Je l’avais rencontrée alors qu’elle avait dix-sept ans et était esclave dans les bains de la grande villa que possédait Lucullus à Misène. Ses parents, déjà décédés à l’époque, et elle-même avaient été réduits en esclavage en Grèce et amenés en Italie comme faisant partir du butin de guerre de Lucullus. Sa beauté, sa douceur et sa situation m’avaient ému. Je la revis par la suite à Rome, alors qu’elle faisait partie des six esclaves de maison amenées à témoigner au procès de Clodius pour soutenir Lucullus, qui accusait son ancien beau-frère d’avoir commis l’adultère avec son ancienne femme sous son propre toit, à Misène. Après cela, je ne l’avais croisée qu’une seule fois, lorsque Cicéron était allé voir Lucullus avant de partir en exil. Elle m’avait alors semblé brisée, comme anéantie. Ayant un peu d’argent de côté, la veille de notre fuite de Rome, j’avais remis la somme à Atticus en le priant de racheter Agathe pour moi à Lucullus puis de l’affranchir. Je n’avais jamais cessé de la guetter à Rome pendant toutes ces années, en vain.

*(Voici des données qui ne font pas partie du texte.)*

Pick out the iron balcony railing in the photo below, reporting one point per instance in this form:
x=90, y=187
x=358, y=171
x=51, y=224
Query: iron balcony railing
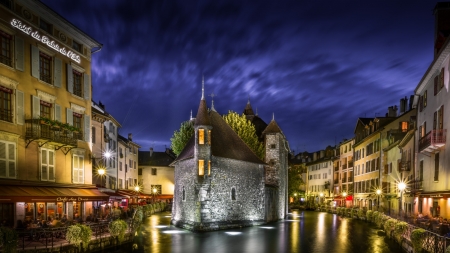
x=404, y=166
x=37, y=131
x=433, y=140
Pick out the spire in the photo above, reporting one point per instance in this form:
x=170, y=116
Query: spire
x=212, y=101
x=203, y=87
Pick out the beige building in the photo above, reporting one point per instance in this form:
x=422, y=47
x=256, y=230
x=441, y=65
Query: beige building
x=155, y=174
x=432, y=179
x=45, y=116
x=343, y=174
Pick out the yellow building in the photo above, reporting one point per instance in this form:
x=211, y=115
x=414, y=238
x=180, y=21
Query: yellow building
x=45, y=115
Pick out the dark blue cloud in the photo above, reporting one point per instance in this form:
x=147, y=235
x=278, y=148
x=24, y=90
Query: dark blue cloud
x=316, y=65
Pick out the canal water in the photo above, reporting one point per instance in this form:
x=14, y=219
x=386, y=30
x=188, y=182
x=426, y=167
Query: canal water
x=303, y=231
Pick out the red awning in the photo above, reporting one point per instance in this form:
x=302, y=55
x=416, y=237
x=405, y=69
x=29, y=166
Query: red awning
x=49, y=194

Elle avait trente-six ans et était à mes yeux toujours belle, même si son visage marqué et ses mains desséchées m’indiquaient qu’elle travaillait encore dur. Elle paraissait embarrassée et n’arrêtait pas d’écarter des mèches de cheveux gris de son visage avec le dos de son poignet. Après un timide échange de civilités, un silence gêné s’installa, et je finis par dire :
— Pardonne-moi, je t’empêche de travailler et je ne voudrais pas te causer d’ennuis avec le propriétaire.

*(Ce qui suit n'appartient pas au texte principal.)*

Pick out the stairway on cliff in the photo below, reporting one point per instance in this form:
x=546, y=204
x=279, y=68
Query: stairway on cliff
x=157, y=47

— Je ne risque pas d’ennuis de ce côté-là, répondit-elle en riant pour la première fois. Je suis la propriétaire.
Nous nous sentîmes ensuite plus libres de parler. Elle me raconta qu’elle m’avait cherché lorsqu’elle avait été affranchie, mais évidemment, j’étais alors à Thessalonique. Elle avait fini par revenir dans la baie de Naples : c’était l’endroit quelle connaissait le mieux et il lui rappelait la Grèce. Du fait de son expérience dans la maison de Lucullus, elle avait trouvé sans difficulté du travail comme intendante dans l’établissement de bains chauds local. Au bout de dix ans, de riches clients, des marchands de Puteoli, avaient monté ces bains-ci et lui en avaient confié la direction, et maintenant, ils lui appartenaient.